Air Force Hints at Ditching Legacy Programs in Future Budgets


Acting Air Force Secretary Matthew Donovan, shown here at a January 2018 AFA breakfast in Washington, D.C., spoke at a Defense News conference in Arlington, Va., on Sept. 4, 2019. Air Force photo by SSgt. Rusty Frank.

This story was updated on Sept. 4, 2019, at 6:10 p.m. EST to include comment from Lt. Gen. Timothy Fay.

Air Force officials on Sept. 4 foreshadowed possible cuts to entire aircraft fleets in the service’s upcoming budgets, in the midst of a paradigm shift toward more integrated and data-driven warfare.

"New capabilities are only half the story," Acting Secretary Matt Donovan said at a Defense News conference in Arlington, Va. "Secretary of Defense [Mark] Esper said recently that he was open to ‘divesting of legacy capabilities that simply aren’t suited’ for future battlefields."

Esper has directed the Defense Department to shift funds away from programs that offer less value for the future of war and into those that do. Overall defense spending is capped at $740 billion in 2021, up from $716 billion this year and $738 billion in 2020.
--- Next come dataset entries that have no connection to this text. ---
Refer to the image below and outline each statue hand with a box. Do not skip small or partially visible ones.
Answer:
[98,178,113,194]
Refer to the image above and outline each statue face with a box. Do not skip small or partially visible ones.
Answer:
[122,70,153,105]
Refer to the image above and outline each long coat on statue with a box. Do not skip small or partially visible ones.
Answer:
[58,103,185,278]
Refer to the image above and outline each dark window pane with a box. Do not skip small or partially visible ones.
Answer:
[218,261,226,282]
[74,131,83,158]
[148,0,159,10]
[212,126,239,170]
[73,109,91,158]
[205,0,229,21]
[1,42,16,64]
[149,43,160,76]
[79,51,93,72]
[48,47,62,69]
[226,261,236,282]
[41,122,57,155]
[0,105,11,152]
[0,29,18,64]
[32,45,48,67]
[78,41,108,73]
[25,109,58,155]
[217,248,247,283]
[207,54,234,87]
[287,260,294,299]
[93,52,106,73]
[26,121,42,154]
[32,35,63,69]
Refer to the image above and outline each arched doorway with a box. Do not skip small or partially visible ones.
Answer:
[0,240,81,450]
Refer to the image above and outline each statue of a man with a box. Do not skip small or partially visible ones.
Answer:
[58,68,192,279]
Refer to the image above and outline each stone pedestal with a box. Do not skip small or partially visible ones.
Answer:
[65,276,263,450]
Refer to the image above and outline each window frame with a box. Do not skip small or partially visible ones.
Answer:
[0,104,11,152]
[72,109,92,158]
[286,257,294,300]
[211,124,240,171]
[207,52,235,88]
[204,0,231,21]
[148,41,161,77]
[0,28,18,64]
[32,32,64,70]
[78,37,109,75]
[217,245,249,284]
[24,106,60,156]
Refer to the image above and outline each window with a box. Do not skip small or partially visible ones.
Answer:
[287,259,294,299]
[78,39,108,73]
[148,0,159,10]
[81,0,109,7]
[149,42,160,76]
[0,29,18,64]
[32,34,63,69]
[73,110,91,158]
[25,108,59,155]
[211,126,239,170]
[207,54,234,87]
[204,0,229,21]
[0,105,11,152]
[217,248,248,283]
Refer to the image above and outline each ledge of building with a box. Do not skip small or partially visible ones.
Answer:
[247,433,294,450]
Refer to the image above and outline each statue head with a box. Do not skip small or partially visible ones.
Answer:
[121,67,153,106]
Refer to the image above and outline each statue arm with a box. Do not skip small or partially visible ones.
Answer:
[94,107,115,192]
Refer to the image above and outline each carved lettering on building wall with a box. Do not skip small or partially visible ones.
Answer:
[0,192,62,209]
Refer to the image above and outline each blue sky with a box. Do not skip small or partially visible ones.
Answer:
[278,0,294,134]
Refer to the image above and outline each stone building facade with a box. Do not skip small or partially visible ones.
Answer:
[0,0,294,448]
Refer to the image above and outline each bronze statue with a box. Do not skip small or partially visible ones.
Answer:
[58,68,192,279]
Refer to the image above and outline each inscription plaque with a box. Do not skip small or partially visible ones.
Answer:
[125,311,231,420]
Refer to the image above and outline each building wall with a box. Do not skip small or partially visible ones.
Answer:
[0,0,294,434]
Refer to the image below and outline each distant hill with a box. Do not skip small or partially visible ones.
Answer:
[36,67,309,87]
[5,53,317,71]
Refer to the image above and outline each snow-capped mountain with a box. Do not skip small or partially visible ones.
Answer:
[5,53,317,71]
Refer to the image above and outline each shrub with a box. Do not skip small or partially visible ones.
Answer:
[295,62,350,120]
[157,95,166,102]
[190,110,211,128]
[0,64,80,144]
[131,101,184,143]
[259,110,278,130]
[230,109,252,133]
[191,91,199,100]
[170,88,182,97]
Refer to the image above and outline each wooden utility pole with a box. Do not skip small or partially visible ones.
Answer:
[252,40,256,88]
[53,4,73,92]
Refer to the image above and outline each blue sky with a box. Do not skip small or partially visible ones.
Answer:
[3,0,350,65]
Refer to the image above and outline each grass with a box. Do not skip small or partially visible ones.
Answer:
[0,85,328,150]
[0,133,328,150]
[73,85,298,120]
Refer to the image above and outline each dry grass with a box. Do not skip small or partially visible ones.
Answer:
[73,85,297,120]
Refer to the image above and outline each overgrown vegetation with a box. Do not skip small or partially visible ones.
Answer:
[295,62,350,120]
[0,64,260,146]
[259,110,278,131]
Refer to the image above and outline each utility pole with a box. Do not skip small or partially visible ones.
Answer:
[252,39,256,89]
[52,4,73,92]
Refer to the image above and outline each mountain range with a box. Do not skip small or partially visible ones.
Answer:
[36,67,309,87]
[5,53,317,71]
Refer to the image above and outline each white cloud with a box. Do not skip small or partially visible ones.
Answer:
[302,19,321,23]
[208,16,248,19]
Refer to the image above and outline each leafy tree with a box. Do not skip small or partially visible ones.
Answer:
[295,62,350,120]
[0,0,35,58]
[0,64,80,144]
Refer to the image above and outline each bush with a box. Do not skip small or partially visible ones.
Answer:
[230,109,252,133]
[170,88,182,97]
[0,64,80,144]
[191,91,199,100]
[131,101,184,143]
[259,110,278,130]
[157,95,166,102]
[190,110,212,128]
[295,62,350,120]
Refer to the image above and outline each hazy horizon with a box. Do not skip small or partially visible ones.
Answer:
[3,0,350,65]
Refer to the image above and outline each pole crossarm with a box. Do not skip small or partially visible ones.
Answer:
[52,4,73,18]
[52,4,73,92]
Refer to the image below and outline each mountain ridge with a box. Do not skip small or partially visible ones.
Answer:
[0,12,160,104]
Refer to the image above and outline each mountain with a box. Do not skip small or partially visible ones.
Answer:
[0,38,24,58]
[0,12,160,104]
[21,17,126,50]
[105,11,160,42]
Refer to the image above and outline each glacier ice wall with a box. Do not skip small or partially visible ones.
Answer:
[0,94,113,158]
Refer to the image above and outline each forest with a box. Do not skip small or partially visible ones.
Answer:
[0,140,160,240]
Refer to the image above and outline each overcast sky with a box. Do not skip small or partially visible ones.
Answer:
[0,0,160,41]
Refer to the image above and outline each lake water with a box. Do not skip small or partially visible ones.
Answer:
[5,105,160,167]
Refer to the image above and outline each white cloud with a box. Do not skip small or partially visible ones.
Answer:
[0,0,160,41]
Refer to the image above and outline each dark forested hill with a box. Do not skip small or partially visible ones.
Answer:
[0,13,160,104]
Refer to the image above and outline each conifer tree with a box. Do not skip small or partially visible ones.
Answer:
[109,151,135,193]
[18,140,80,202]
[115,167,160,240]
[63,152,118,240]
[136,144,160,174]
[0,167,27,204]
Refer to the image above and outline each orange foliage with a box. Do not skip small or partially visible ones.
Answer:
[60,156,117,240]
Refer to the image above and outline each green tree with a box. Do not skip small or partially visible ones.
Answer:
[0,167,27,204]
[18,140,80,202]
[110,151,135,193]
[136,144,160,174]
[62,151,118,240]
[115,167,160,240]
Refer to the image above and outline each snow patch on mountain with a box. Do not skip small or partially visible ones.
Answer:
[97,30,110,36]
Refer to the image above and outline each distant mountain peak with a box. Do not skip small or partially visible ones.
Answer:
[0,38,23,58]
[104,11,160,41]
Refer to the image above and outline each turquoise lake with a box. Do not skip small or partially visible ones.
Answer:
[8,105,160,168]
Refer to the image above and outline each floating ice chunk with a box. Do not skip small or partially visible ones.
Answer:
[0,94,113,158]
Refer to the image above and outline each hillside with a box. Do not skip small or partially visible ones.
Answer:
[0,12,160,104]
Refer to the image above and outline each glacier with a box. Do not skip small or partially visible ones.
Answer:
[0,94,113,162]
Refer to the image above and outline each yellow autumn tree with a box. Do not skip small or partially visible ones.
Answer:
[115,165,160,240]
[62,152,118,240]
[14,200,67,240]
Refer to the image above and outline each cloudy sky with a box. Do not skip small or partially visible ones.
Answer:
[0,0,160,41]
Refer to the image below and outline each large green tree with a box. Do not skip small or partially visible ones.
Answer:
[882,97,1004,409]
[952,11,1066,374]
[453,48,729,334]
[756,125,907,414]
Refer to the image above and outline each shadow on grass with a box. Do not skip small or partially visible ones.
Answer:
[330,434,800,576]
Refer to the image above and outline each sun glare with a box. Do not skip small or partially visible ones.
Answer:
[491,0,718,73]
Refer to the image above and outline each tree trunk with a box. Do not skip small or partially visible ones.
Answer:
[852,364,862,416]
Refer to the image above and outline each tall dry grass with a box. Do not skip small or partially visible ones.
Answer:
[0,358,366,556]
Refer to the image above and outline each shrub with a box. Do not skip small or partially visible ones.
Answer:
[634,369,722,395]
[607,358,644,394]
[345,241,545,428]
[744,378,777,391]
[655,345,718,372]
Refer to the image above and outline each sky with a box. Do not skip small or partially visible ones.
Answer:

"His guidance states that ‘No reform is too small, too bold, or too controversial to be considered,’" Donovan said. "The Air Force is leading the way with bold and likely controversial changes to our future budgets. We need to shift funding and allegiance from legacy programs we can no longer afford due to their incompatibility with future battlefields."

Lt. Gen. Jerry Harris, the Air Force’s deputy chief of staff for plans and programs, said over the summer he would deliver the 2021 budget blueprint to Chief of Staff Gen. David Goldfein on July 25.

That plan, still largely under wraps, is expected to move the service toward a force that, while larger, relies more heavily on things like improved communications, artificial intelligence, predictive maintenance, spiral software upgrades, space assets, and networks that can share and analyze information instead of leaning on specific platforms to do certain tasks. Programs are starting to look at building assets in ways that let the Air Force swap out sensors and other parts as needed for different missions.

The 2021 budget could lay out concrete steps toward the Air Force’s plan to grow its squadrons, and will continue its work on joint, multidomain command and control, the Advanced Battle Management System, and weapons that strike across long distances and in the cyber and electromagnetic realms, among other priorities.

Lt. Gen. Timothy Fay, deputy chief of staff for strategy, integration, and requirements, said the A-10 is not on the chopping block. The service had previously targeted the A-10 for retirement in 2014, prompting a harsh response from Congress, which blocked the move in a harsh budget battle that soured relations between the service and lawmakers.

The Air Force must still convince the Office of the Secretary of Defense and Capitol Hill to approve its ideas.

"Everybody loves the future force. Our challenge is, what are you going to stop doing in order to pivot" Maj. Gen. Michael Fantini, who runs the Air Force Warfighting Integration Capability planning group, said at the conference. "That’s where we see we’re making really tough choices."